Basta, no entanto, pensar na casa do avô: janelas não lhe faltavam, mas tinha cancelo. Creio que a explicação estará na antiguidade das casas: as mais recentes seriam construídas com janelas. Umas, por tradição, mantinham o cancelo, enquanto outras o dispensavam.

Beijos

Fátima Pereira Stocker disse...

Tonho da tia Lídia

Obrigada, eu, por teres percebido.

Beijos

Fátima Pereira Stocker disse...

Tonho (Brás)

Não tens que pedir desculpa por nada: cada um tem a sua vida e os seus ritmos e há que saber respeitar.

Escrevi aquelas palavras no início da caixa de comentários por causa de alguns comentadores que vinham para aqui à espera de um público próprio, o que me irritava. Não foi isso, de certeza, aquilo que fizeste ao justificares a tua ausência.

Obrigada por me teres lembrado dos postigos. Quando falaste neles, veio-me à memória uma imagem diferente daquela que tu deste - era uma das almofadas da porta (ou da janela)que se abria, mas por dentro, ou seja, abria para o lado, não para cima. Daquele que tu falas não recordo nenhum (só o do grande guarda-vento do fundo da igreja) e daqueles que eu falo, por mais voltas que dê à memória, não consigo lembrar-me a que casa associo a imagem de que me lembrei.

Tenta lembrar-te tu, se fazes favor, está bem?

Beijos

Fátima Pereira Stocker disse...

Serrana

Tem muita razão naquilo que diz: os cancelos permitiam a entrada de luz e garantiam algum aconchego dentro de casa.
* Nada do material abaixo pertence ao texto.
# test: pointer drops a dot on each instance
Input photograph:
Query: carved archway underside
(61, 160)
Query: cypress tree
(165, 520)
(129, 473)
Já quanto às pitas, havia sempre algumas mais temerárias que pouco se importavam com o cancelo. Lembro-me tão bem de ouvir a minha tia Helena ralhar com elas porque lhe entrarem em casa...

Peço-lhe, a si, aquilo que pedi ao Tonho: que se lembre de casa onde houvesse postigos desses. Será que também chamávamos postigo às portas das janelas?

Um grande beijo também para si e muito obrigada.

Fátima Pereira Stocker disse...

Rui

Há o da Sr.ª Eduarda, sim. A esse até lhe sei a idade, que é a minha e a do Norberto. Foi mandado pôr quando a Sr.ª Eduarda e o Sr. João se mudaram para lá. Ainda o não fotografei, mas hei-de fazê-lo, mas a esse queria que fosse com a porta aberta.

Obrigada pelo teu regresso.

Beijos

Anónimo disse...

Fátima
gostei muito do texto, nunca me lembraria desta tua análise, apesar de me recordar dos cancelos. E por portas e cancelos, vai daí recordei isto:

"Eu abro do amor as portas,
da vida as portas encerro,
Permaneço em coisas tortas,
mas não em monte ou desterro."

Quem adivinha?
Bjs
Eduarda

Fátima Pereira Stocker disse...

Eduarda

E eu que gosto tanto de adivinhas...

Acho que posso responder assim:

Também ando pelas ruas
mas em casa e na sala
ponho-me em ambas em duas
p'ra ver se ninguém me cala!

Acertei?

Beijos e obrigada pelas tuas palavras.